The Whistleblower‘s 1080p transfer is a mixed bag. The film is naturally dark and lifeless, due to the Bosnian setting, but the detail struggles staying consistent. Some shots contain sharp edge and little grain while others are completely smudgy and lacking any detail. There’s a specific lens used throughout the film that creates a fisheye effect, which causes detail to be tampered with and inconsistent. I’m assuming those shots were intentionally filmed that way.
The 5.1 DTS-HD Master Audio track isn’t all that thrilling. This is a front-loaded track that focuses heavily on dialogue and close-quarters effects. The rear channels rarely spark any sound during the films running time. The film doesn’t contain much action that needs to fully use the 5.1 setup, but it would have been nice to have some more added effects.
The disc only contains one short special feature.
- Kathy Bolkovac: The Real Whistleblower (HD): This short 5 minute feature shows the real Kathy Bolkovac and what she thought of the casting of Rachel Weisz. It also features other cast members commenting on Rachel’s performance and how well she managed to capture the likeness of the real Kathy.

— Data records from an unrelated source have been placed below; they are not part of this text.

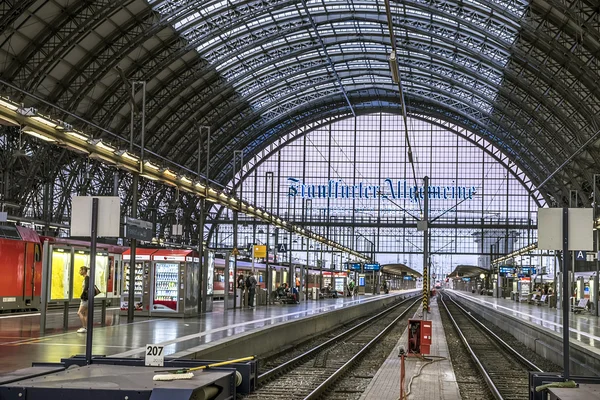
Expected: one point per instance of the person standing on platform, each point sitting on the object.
(241, 287)
(251, 285)
(351, 288)
(83, 306)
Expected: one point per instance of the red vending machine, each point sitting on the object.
(176, 283)
(142, 281)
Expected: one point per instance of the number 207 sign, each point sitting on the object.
(155, 356)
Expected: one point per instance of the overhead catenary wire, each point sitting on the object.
(411, 160)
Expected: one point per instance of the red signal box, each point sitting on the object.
(419, 336)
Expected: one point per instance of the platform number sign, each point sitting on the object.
(425, 289)
(155, 356)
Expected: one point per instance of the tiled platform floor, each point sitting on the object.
(22, 344)
(583, 327)
(436, 381)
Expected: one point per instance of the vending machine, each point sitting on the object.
(142, 281)
(176, 283)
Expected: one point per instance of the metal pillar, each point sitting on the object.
(426, 268)
(269, 208)
(203, 258)
(566, 294)
(596, 292)
(92, 273)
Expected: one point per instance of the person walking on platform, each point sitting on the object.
(251, 285)
(83, 306)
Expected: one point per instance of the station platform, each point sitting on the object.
(435, 381)
(22, 343)
(540, 328)
(583, 327)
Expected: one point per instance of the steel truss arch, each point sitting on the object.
(525, 73)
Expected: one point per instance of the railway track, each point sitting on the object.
(311, 374)
(504, 370)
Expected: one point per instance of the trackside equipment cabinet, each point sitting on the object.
(419, 336)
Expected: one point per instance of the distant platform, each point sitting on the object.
(436, 381)
(21, 342)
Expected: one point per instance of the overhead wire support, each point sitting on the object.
(396, 74)
(337, 77)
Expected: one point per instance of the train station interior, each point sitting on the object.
(275, 199)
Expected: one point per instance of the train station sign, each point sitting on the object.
(371, 267)
(389, 189)
(138, 229)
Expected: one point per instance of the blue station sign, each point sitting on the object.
(392, 189)
(372, 267)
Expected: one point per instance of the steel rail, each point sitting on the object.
(290, 363)
(492, 386)
(323, 387)
(498, 339)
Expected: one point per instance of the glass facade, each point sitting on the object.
(352, 181)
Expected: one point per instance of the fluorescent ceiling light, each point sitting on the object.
(8, 121)
(169, 173)
(8, 105)
(100, 144)
(125, 154)
(78, 135)
(46, 121)
(151, 166)
(152, 178)
(38, 134)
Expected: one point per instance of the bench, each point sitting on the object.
(581, 306)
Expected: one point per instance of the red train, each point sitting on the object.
(21, 260)
(20, 268)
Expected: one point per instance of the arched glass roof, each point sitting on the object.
(523, 75)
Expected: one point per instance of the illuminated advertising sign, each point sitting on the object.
(395, 190)
(371, 267)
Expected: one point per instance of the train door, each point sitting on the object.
(32, 255)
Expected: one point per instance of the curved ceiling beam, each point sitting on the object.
(286, 139)
(222, 165)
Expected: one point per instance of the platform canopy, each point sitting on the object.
(467, 271)
(400, 270)
(522, 74)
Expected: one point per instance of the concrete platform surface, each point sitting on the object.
(22, 343)
(436, 380)
(583, 327)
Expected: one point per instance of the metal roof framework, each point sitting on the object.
(521, 75)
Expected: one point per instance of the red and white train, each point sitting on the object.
(22, 258)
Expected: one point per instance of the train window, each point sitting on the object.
(9, 232)
(37, 251)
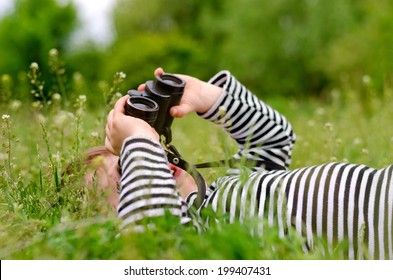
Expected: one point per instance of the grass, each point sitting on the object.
(43, 216)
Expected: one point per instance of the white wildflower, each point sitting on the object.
(121, 75)
(34, 65)
(94, 134)
(366, 79)
(56, 97)
(53, 52)
(15, 105)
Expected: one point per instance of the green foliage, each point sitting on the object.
(339, 48)
(31, 31)
(47, 213)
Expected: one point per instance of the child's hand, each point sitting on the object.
(198, 96)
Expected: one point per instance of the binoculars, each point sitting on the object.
(153, 103)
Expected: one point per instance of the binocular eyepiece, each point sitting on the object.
(153, 103)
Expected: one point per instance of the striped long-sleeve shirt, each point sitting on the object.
(335, 201)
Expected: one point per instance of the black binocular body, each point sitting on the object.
(153, 103)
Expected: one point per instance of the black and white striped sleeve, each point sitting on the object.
(262, 133)
(148, 189)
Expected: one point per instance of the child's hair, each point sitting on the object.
(85, 161)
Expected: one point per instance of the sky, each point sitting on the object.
(94, 15)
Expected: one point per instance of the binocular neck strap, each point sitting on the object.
(233, 162)
(175, 158)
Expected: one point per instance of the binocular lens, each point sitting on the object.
(142, 108)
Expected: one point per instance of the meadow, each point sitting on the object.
(46, 214)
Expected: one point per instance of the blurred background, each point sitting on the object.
(276, 47)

Rachel also discusses what she was trying to achieve in her performance.
I can see why The Whistleblower got passed over when it made its brief run in limited release. It’s a good thriller, but it’s not a big Hollywood one. It’s more focused on Kathy’s personal connection with the case and how she won’t let anything get in her way when it comes to solving it. None of the side characters are ever really brought into play, which might upset people looking for a little more story to be told. The story that is presented is an uncomfortable one, but very powerful.
The Blu-Ray disc has a troubled video transfer and a very basic audio track. There’s only one small bonus feature that sheds a little light on the real life Kathy Bolkovac. I would have loved if they went in more depth on Rachel Weisz and how she prepared for the role, but giving the limited budget I’m assuming that just wasn’t in the cards. The Whistleblower makes for an uneasy rental because of the subject matter. I wouldn’t suggest buying until the price drops significantly due to the lack of features and the so-so presentation.
The Whistleblower is grimy, unsettling and sad, but thanks to Rachel Weisz‘s performance, the film's message is delivered loud and clear, whether you’re willing to listen or not.